Primary surface is desktop and CLI. The cabinet’s operational widgets remain for browser-only situations and SEO continuity. For everyday work, use ../desktop/ or ../cli/.
Why this changed
Three forces pushed operational work out of the browser:
- Latency. A native PTY and a local relay outperform a WebSocket-bridged shell.
- Reliability. Disconnected network, sleeping laptop, refreshed tab — the desktop session survives all three.
- Trust. Real operators want a trustworthy surface for incidents. Auditors want a clear answer for “where did this command come from”.
Splitting the surfaces lets each one do one job well: the cabinet is for admin and review, the desktop and CLI are for action.

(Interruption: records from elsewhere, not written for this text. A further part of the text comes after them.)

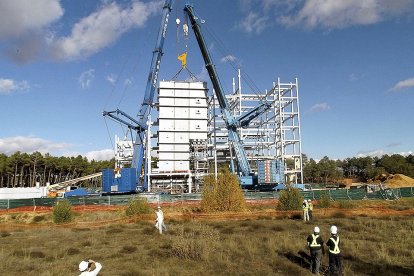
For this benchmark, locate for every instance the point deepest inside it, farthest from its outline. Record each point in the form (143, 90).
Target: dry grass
(257, 246)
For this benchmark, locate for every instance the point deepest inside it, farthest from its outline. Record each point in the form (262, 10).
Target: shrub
(347, 204)
(138, 206)
(290, 199)
(62, 212)
(325, 201)
(225, 194)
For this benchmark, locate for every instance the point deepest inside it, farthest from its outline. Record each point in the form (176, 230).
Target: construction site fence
(113, 200)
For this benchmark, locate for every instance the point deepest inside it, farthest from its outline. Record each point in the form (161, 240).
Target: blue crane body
(247, 178)
(140, 125)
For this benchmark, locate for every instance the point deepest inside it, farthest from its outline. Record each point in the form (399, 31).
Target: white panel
(182, 102)
(166, 147)
(181, 156)
(182, 147)
(181, 137)
(198, 113)
(198, 125)
(182, 125)
(164, 92)
(165, 137)
(198, 135)
(166, 125)
(165, 165)
(166, 156)
(182, 112)
(181, 165)
(198, 102)
(166, 112)
(166, 101)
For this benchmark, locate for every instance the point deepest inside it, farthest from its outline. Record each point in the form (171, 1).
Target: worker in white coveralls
(159, 222)
(305, 208)
(85, 267)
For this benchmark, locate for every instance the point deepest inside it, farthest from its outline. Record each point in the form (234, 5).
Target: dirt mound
(399, 180)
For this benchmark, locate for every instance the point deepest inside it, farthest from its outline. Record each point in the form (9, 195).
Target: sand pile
(398, 181)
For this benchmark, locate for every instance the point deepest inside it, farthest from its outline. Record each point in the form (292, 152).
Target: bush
(225, 194)
(62, 212)
(347, 204)
(138, 206)
(290, 199)
(325, 201)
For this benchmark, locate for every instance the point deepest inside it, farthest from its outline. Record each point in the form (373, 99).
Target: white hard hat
(83, 266)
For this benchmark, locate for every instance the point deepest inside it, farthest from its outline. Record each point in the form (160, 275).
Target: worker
(305, 208)
(86, 266)
(316, 248)
(159, 222)
(335, 263)
(310, 211)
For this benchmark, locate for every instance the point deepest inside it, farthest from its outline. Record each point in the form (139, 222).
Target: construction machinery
(128, 180)
(247, 178)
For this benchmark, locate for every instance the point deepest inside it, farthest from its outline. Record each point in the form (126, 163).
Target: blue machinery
(247, 178)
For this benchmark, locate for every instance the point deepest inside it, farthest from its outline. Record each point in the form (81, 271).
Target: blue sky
(63, 62)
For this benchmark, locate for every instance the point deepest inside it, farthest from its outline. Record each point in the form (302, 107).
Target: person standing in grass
(159, 222)
(315, 244)
(310, 211)
(305, 208)
(335, 263)
(85, 267)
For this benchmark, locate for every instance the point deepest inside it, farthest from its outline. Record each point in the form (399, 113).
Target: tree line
(360, 168)
(24, 170)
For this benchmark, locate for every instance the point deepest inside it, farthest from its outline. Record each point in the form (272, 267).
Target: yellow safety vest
(314, 243)
(336, 246)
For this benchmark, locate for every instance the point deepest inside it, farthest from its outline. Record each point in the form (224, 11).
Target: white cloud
(111, 79)
(29, 144)
(101, 28)
(319, 107)
(228, 58)
(404, 84)
(254, 23)
(8, 86)
(100, 155)
(334, 14)
(19, 17)
(86, 78)
(24, 25)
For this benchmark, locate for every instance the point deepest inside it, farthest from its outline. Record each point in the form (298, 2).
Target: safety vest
(314, 242)
(336, 246)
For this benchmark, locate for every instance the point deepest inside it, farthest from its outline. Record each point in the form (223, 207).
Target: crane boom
(145, 110)
(231, 122)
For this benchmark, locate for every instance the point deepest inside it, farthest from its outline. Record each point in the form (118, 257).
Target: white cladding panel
(198, 135)
(174, 147)
(198, 113)
(182, 116)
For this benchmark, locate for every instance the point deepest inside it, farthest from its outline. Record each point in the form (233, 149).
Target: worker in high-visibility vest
(305, 208)
(316, 248)
(335, 263)
(310, 211)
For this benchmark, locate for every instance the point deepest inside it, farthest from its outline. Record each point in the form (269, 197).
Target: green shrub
(290, 199)
(325, 201)
(225, 194)
(138, 206)
(347, 204)
(62, 212)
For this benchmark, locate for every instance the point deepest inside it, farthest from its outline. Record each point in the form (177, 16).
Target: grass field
(269, 244)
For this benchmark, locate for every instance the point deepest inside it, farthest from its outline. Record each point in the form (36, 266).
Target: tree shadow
(303, 259)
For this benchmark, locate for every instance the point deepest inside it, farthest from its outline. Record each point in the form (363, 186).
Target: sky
(64, 62)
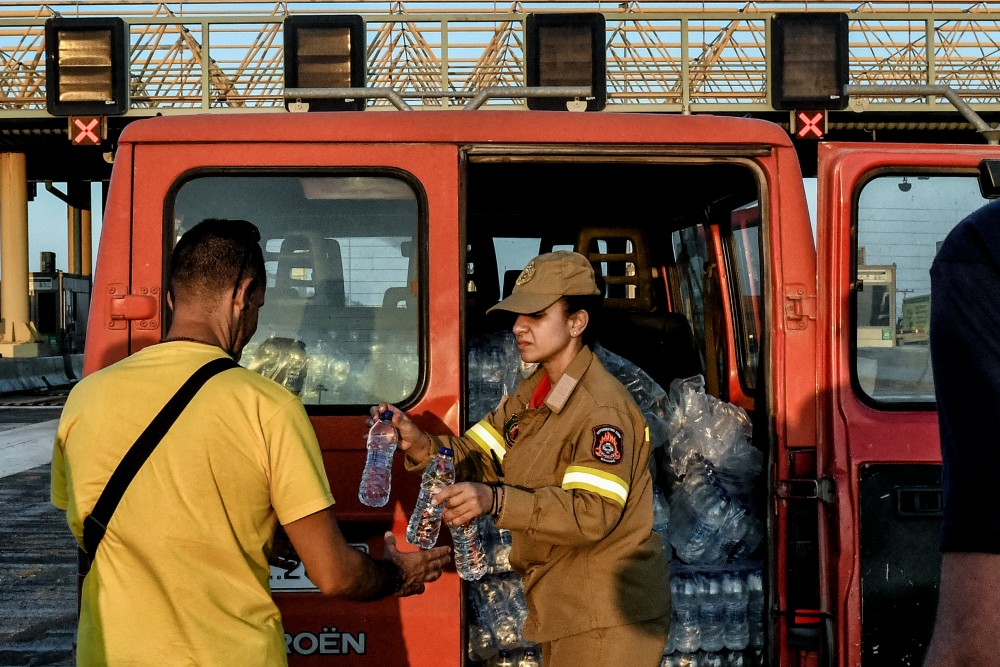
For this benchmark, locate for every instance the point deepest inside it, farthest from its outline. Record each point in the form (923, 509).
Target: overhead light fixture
(566, 50)
(809, 60)
(86, 67)
(326, 52)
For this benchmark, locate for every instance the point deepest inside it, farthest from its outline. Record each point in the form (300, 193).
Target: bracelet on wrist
(499, 496)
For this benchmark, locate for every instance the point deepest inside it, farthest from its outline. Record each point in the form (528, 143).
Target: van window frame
(889, 171)
(421, 247)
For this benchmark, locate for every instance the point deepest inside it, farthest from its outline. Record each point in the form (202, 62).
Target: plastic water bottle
(705, 508)
(711, 659)
(736, 659)
(661, 517)
(425, 521)
(470, 557)
(734, 594)
(529, 658)
(755, 608)
(712, 617)
(686, 606)
(376, 480)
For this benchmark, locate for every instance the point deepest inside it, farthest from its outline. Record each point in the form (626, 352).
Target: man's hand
(410, 434)
(418, 567)
(464, 501)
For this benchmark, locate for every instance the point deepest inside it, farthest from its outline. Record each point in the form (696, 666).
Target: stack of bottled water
(498, 608)
(702, 427)
(282, 360)
(708, 525)
(717, 590)
(714, 617)
(494, 371)
(661, 517)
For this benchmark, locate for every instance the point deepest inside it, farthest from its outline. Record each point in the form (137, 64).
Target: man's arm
(340, 570)
(965, 631)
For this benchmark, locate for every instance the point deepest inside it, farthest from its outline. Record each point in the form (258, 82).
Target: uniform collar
(558, 397)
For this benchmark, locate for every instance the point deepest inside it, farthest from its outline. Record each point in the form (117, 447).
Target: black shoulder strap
(97, 522)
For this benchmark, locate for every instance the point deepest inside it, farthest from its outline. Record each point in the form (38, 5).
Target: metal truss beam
(196, 56)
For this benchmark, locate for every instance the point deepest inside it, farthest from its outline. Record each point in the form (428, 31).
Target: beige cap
(546, 279)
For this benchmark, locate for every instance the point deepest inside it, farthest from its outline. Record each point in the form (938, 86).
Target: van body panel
(875, 453)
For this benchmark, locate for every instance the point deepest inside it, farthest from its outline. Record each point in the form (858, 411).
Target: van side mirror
(989, 178)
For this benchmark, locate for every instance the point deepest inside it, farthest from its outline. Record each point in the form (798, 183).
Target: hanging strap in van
(97, 521)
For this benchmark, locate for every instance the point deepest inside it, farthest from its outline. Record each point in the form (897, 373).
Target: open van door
(882, 214)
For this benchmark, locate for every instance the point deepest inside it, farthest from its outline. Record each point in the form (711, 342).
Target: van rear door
(881, 216)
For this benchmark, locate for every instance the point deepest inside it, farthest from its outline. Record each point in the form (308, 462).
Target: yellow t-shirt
(181, 577)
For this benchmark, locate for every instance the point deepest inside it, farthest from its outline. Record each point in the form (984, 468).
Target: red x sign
(86, 130)
(809, 124)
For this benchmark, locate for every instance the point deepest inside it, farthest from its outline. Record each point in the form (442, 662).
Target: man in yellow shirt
(181, 575)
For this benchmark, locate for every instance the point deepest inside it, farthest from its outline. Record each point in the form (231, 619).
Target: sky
(48, 230)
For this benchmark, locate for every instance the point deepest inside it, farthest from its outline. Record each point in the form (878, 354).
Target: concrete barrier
(33, 373)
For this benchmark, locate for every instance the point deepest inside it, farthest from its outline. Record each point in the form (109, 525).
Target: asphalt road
(37, 557)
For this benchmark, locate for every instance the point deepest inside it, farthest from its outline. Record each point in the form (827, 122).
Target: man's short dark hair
(215, 255)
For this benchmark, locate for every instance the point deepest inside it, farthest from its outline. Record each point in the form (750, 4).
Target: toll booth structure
(59, 303)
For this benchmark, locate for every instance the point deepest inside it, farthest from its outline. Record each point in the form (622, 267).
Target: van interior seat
(635, 323)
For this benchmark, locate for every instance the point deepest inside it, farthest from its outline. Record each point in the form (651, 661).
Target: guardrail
(34, 373)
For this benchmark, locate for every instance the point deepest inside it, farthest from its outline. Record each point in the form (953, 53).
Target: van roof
(480, 126)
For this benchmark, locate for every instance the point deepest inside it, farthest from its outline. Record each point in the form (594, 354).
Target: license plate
(291, 576)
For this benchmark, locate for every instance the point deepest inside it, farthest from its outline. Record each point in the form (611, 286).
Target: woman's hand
(464, 501)
(410, 434)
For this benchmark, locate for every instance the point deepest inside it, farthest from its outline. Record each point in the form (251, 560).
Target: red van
(388, 235)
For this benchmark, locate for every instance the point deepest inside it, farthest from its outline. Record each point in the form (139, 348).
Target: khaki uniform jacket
(579, 500)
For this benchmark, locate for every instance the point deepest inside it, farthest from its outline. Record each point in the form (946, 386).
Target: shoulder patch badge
(608, 443)
(510, 430)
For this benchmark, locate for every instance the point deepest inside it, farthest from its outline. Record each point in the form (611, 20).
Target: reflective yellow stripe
(488, 438)
(602, 483)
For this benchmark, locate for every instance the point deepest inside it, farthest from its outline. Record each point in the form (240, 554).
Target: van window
(339, 324)
(901, 221)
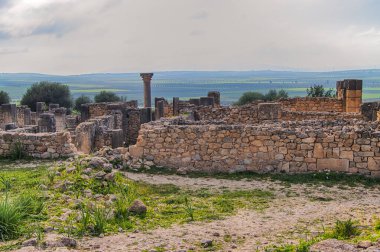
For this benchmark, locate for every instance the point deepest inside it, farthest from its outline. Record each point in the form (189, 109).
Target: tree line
(55, 92)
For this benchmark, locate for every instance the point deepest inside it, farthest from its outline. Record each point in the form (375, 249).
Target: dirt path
(296, 211)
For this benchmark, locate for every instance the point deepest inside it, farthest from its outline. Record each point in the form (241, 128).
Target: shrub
(81, 100)
(4, 98)
(10, 220)
(249, 97)
(272, 95)
(189, 209)
(345, 229)
(48, 92)
(100, 220)
(319, 91)
(106, 96)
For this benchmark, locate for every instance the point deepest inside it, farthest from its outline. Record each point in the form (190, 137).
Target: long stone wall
(40, 145)
(349, 146)
(313, 104)
(262, 112)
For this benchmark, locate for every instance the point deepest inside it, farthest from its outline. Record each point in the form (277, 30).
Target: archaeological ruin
(290, 135)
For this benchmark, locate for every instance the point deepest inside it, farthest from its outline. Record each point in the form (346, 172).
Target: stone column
(353, 95)
(40, 108)
(147, 77)
(60, 118)
(206, 101)
(175, 106)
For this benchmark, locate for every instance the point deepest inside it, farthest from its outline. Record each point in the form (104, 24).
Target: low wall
(312, 104)
(40, 145)
(343, 146)
(261, 112)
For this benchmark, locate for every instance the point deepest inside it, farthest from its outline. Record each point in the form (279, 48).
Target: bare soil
(297, 212)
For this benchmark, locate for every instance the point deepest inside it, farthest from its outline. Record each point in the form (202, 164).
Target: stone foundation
(343, 146)
(40, 145)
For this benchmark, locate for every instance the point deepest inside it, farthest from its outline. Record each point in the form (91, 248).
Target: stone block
(269, 111)
(333, 164)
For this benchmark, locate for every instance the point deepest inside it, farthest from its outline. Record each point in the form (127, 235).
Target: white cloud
(68, 36)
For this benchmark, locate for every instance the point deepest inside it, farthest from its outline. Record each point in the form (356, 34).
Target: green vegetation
(81, 100)
(345, 229)
(272, 95)
(107, 96)
(318, 178)
(319, 91)
(79, 203)
(4, 97)
(48, 92)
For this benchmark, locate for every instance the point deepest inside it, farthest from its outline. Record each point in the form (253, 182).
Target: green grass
(319, 178)
(87, 216)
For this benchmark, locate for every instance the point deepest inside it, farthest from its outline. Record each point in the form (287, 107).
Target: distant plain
(195, 84)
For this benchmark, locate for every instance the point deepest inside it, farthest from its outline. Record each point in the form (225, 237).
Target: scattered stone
(30, 242)
(364, 244)
(333, 245)
(206, 243)
(137, 207)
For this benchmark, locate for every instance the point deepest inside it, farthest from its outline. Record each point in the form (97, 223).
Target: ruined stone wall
(93, 110)
(40, 145)
(259, 112)
(343, 146)
(320, 104)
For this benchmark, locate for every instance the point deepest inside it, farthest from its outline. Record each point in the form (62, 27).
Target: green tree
(48, 92)
(4, 97)
(249, 97)
(319, 91)
(106, 96)
(272, 95)
(81, 100)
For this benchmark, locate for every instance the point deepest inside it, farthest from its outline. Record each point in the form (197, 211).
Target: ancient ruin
(290, 135)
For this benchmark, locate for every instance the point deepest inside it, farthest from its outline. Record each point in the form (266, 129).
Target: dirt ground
(297, 212)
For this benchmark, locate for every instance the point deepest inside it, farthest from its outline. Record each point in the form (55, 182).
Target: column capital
(146, 75)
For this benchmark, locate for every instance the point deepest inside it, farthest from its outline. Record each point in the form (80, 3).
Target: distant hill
(187, 84)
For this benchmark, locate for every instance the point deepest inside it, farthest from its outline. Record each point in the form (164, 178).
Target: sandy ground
(294, 214)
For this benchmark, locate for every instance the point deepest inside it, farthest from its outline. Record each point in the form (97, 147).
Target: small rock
(107, 167)
(87, 171)
(333, 245)
(100, 175)
(137, 207)
(364, 244)
(110, 176)
(206, 243)
(43, 187)
(68, 242)
(182, 171)
(70, 170)
(30, 242)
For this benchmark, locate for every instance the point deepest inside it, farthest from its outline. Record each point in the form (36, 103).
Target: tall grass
(10, 220)
(100, 220)
(345, 229)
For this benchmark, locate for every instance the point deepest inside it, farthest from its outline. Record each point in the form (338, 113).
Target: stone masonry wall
(343, 146)
(40, 145)
(312, 104)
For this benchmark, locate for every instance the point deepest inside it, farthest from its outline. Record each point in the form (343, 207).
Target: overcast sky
(87, 36)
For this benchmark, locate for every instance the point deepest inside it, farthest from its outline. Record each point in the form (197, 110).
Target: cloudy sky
(87, 36)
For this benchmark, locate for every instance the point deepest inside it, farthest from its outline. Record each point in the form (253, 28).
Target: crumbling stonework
(40, 145)
(344, 146)
(313, 104)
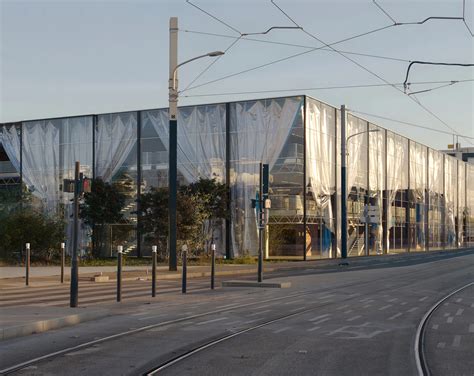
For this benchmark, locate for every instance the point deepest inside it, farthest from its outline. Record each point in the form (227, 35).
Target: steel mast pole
(173, 142)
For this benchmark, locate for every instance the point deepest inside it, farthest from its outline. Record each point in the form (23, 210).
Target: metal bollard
(27, 264)
(119, 273)
(185, 267)
(213, 265)
(63, 255)
(153, 272)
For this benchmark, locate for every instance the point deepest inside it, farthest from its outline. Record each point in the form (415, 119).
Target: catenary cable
(413, 98)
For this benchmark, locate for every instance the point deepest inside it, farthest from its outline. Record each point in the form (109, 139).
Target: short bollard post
(185, 267)
(153, 272)
(213, 265)
(27, 263)
(63, 255)
(119, 273)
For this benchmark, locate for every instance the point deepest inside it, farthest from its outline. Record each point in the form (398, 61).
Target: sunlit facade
(402, 196)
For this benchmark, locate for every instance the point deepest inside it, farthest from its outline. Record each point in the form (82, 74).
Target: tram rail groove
(420, 357)
(27, 363)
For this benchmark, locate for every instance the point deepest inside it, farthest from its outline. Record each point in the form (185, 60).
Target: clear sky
(70, 57)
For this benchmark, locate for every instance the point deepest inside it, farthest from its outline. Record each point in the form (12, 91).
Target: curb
(50, 324)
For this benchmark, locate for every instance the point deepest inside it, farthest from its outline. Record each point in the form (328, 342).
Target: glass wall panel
(116, 162)
(418, 196)
(357, 184)
(268, 131)
(436, 213)
(451, 200)
(320, 180)
(201, 151)
(397, 192)
(373, 210)
(470, 205)
(461, 209)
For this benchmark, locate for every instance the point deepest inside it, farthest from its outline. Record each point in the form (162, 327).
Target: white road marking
(319, 317)
(456, 341)
(395, 316)
(354, 318)
(214, 320)
(260, 312)
(322, 320)
(281, 330)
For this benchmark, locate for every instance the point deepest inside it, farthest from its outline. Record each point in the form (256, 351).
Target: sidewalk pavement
(24, 320)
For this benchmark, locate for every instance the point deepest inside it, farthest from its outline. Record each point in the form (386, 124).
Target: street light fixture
(173, 135)
(344, 141)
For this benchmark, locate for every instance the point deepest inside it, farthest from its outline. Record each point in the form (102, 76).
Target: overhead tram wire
(297, 45)
(233, 43)
(451, 82)
(395, 23)
(415, 100)
(405, 123)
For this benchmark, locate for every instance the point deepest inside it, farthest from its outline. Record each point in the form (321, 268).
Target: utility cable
(297, 45)
(369, 71)
(406, 123)
(431, 63)
(452, 82)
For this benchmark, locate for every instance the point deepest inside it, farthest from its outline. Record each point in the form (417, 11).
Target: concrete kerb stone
(41, 326)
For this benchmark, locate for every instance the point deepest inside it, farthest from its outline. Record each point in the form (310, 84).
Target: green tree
(44, 233)
(103, 205)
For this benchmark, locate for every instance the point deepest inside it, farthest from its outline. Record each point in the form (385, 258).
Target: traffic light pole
(260, 227)
(74, 265)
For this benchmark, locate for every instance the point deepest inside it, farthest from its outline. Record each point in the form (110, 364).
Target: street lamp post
(173, 135)
(344, 141)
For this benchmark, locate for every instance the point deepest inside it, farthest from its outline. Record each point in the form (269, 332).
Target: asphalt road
(359, 320)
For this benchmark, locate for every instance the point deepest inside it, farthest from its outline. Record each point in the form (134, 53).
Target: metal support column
(343, 186)
(228, 220)
(304, 179)
(139, 183)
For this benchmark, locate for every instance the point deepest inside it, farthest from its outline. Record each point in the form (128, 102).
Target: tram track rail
(17, 367)
(422, 365)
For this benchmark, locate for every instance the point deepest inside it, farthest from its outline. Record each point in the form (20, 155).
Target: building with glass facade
(402, 196)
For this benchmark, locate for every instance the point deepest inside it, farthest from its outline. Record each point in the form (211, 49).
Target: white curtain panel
(201, 140)
(320, 164)
(10, 140)
(41, 161)
(259, 130)
(116, 135)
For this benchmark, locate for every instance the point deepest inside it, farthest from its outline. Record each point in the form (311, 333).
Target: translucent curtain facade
(461, 209)
(320, 180)
(436, 214)
(451, 201)
(470, 205)
(116, 162)
(201, 150)
(357, 184)
(418, 196)
(374, 203)
(10, 139)
(397, 192)
(41, 163)
(268, 131)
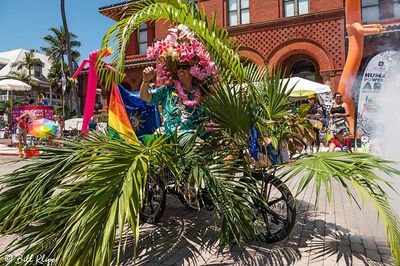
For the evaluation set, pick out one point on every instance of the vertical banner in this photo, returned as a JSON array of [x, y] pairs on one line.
[[374, 82], [36, 112]]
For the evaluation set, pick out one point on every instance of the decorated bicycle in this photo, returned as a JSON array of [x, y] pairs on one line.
[[105, 184]]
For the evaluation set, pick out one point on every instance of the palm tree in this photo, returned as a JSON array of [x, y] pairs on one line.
[[24, 77], [75, 99], [57, 48], [101, 181], [28, 62]]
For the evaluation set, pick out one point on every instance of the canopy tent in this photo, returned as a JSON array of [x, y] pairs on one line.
[[304, 87], [13, 85]]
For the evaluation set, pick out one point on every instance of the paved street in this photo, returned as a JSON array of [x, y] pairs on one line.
[[331, 233]]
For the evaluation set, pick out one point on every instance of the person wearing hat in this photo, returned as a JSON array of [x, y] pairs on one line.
[[315, 113], [340, 141]]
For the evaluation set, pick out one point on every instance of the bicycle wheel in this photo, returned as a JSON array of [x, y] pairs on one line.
[[279, 217], [154, 202]]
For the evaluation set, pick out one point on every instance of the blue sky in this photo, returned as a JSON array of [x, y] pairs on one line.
[[25, 22]]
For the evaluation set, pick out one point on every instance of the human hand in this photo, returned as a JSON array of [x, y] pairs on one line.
[[148, 73]]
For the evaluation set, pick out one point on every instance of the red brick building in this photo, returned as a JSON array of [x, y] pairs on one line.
[[306, 37]]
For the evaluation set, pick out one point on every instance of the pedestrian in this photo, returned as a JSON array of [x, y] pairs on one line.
[[43, 99], [29, 100], [338, 113], [22, 128], [316, 114], [340, 141], [93, 124]]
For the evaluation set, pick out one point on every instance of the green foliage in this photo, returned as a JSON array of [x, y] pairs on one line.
[[357, 174], [28, 62], [103, 118], [58, 110], [57, 48], [101, 182]]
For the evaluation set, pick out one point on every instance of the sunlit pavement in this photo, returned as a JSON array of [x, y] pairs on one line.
[[331, 233]]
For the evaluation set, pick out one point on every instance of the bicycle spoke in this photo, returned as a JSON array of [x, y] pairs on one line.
[[272, 202], [275, 215]]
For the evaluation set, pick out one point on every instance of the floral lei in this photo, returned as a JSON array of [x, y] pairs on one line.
[[183, 96]]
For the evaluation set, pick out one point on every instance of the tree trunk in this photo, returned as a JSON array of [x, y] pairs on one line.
[[69, 56]]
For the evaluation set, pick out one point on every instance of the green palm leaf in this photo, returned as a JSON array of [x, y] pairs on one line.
[[357, 174]]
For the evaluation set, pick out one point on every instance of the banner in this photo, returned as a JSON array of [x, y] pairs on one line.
[[36, 112], [370, 126]]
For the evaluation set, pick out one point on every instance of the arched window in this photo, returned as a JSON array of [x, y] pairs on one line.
[[295, 7], [142, 38], [238, 12], [304, 69], [370, 10]]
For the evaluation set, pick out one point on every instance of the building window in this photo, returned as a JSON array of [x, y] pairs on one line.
[[396, 8], [370, 10], [37, 71], [238, 12], [295, 7], [142, 39]]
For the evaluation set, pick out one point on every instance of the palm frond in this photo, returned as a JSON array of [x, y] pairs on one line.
[[357, 173]]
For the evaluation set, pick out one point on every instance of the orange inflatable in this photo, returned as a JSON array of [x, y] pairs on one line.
[[356, 32]]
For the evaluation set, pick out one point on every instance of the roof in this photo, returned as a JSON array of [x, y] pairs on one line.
[[115, 11], [9, 57]]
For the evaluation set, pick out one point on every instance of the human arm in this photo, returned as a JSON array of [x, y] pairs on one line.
[[332, 147], [148, 75], [367, 29]]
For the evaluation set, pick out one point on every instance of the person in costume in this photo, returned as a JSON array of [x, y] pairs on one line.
[[315, 113], [180, 101], [182, 64], [340, 141]]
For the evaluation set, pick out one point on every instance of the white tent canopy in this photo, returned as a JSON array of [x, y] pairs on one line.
[[14, 85], [301, 84]]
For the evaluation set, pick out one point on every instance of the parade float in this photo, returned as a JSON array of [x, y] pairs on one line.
[[103, 183]]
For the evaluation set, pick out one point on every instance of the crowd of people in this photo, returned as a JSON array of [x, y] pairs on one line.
[[41, 100], [334, 123]]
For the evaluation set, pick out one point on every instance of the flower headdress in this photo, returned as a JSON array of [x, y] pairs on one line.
[[180, 47]]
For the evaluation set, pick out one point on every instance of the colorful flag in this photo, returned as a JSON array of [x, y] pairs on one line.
[[144, 118], [118, 120]]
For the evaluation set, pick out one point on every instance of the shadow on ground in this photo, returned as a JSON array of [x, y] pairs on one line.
[[191, 237]]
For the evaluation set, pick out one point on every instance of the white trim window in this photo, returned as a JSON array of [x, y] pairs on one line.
[[142, 39], [295, 7], [370, 10], [238, 12], [396, 8]]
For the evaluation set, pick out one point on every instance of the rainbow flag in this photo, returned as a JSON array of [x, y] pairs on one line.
[[119, 124]]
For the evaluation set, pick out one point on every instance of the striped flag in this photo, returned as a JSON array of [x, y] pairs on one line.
[[118, 120]]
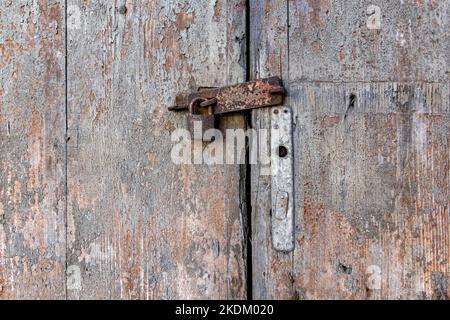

Web terminal — view-only by default
The cabinet’s terminal is now positioned as a read-only inspector for sessions started from desktop, CLI, or agent calls. You can still launch commands from it for compatibility, but those commands are flagged in audit and may be blocked by workspace policy.
- For session inspection: Sessions inspector — open transcripts and metadata.
- To actually run something: open Machines tab in desktop or
cmdop connect <machine>.
AI chat in the cabinet — fallback channel
A web chat panel exists for the moment when desktop is not installed. It uses the same agent loop as everywhere else, but does not benefit from desktop’s per-machine inspector chat or local LLM tools.
- Primary chat: Desktop Chat tab and
../cli/chat. - Per-machine direct pipe: Desktop Inspector Chat.
File manager — light browsing only
The cabinet’s file manager browses files on a registered machine. It is fine for “show me what’s in /var/log” but slow for transfers and lacks the desktop Projects tab features (workspaces, drag-and-drop, search index).
- Real file work: Desktop Projects tab and the agent’s file tools.
- Scripted transfers:
../cli/files.
Schedules — read-only inventory
Schedule authoring is moving out of the cabinet. Existing schedules keep running; the cabinet shows the inventory and the run history.
- Author new schedules: declare them in a skill manifest or use
../cli/trigger. - Inspect past runs: Schedules & runs.
What is not changing
A few things still work the same in the cabinet because they always belonged there:
- Workspace administration — invitations, roles, policies (see Workspaces).
- Billing — payments, subscriptions, usage (see Billing).
- Audit log — every authenticated request, exportable (see Audit log).
- Account — profile, 2FA, tokens, OAuth (see Account).
Workspace policy can block command execution from the cabinet entirely. If you see a “command blocked by policy” message in the web terminal, switch to desktop or CLI — your workspace owner deliberately steered you there.